今日は不意に時間が取れたので、半分行くのをあきらめていた「グレートジャーニー」展に行ってきました。(上野の国立科学博物館にて)

ご存じ関野吉晴氏の人類の発祥の歴史を、できるだけ近代的な動力を使用せずに(犬ぞり、トナカイそり、ラクダ、シーカヤック、自転車など)、南米からアフリカまでを逆にたどる旅の展示でした。

大きなテーマは自然と人間の共生。
人間が何万年もたどって来た営みは常に自然との闘いであり、共生であり、その過酷な環境を生き残る人類の知恵として「家族」が形成されます。

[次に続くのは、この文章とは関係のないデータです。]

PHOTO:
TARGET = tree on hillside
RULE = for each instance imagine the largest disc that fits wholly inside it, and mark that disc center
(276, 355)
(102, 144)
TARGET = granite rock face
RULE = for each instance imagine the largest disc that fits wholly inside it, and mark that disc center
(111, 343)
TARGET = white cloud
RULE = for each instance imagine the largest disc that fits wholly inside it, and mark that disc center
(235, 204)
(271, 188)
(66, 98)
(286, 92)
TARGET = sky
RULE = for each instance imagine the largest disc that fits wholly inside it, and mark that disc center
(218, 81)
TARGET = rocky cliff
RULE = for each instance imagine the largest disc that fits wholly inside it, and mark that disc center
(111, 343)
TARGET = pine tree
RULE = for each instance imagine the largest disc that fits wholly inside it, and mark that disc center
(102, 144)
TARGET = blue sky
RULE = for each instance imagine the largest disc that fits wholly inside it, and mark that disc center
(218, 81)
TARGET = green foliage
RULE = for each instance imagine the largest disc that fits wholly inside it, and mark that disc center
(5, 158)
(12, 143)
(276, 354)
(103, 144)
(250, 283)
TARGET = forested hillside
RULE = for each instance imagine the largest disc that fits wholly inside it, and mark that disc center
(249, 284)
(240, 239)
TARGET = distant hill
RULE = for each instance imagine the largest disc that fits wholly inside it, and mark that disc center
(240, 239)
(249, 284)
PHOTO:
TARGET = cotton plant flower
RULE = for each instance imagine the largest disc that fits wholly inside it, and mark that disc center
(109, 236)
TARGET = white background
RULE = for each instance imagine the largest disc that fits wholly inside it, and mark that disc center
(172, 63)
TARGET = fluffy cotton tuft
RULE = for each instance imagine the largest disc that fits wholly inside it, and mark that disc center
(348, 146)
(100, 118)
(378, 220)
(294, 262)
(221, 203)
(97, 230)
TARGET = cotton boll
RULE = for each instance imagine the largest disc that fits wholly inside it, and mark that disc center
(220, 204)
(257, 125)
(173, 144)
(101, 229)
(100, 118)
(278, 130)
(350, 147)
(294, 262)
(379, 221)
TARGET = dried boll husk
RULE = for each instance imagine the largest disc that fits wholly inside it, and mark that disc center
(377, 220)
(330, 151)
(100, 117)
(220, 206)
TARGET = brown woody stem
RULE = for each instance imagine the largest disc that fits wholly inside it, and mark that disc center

展示の最後には「江戸時代」の我々の生活の知恵が展示されていました。
江戸時代にとても大事な日本人の知恵が残ってるんだ、という関野氏の示唆が含まれている気がしました。

実は、関野さんの奥さんは鍼灸師なのですが、奥さんが言うに世界を回った関野さんは自分のルーツである「日本」をより知りたくなったそうです。
そして、日本人のルーツである、インドネシアルートで黒潮にのって石垣島まで手作りの船で渡ります。
なんと、木を削る鉄まで砂鉄を集め、斧やナイフを作りました。

非常にスケールが大きく、自然に対しての畏敬と感謝を持たねばと気が引き締まりました。世間をにぎわせている国境や領土の問題なんて、人類の歴史から見れば、些細なことです。

そして、自然と人間の関係性を説くことができ、伝統技術を継承する、非常に貴重な職業の一つである、鍼灸師はもっともっと情報を発信していかなきゃなりません。

また同じ建物で、江戸時代の人の「からだ」に関する展示もあり、非常に興味深く感じた1日でした。

江戸時代の肉体労働の人は筋肉が発達しすぎて、腱の付着部に偽関節ができてました。

きっと江戸時代の鍼灸師と現代の鍼灸師では、対象患者さんの質が違うでしょうね。

現代人は肉体を酷使することが無くなり、体の使い方や正しい姿勢などの継承も鍼灸師がすべき課題の一つだと思います。古武道や古武術の動きの中にも沢山ヒントがあります。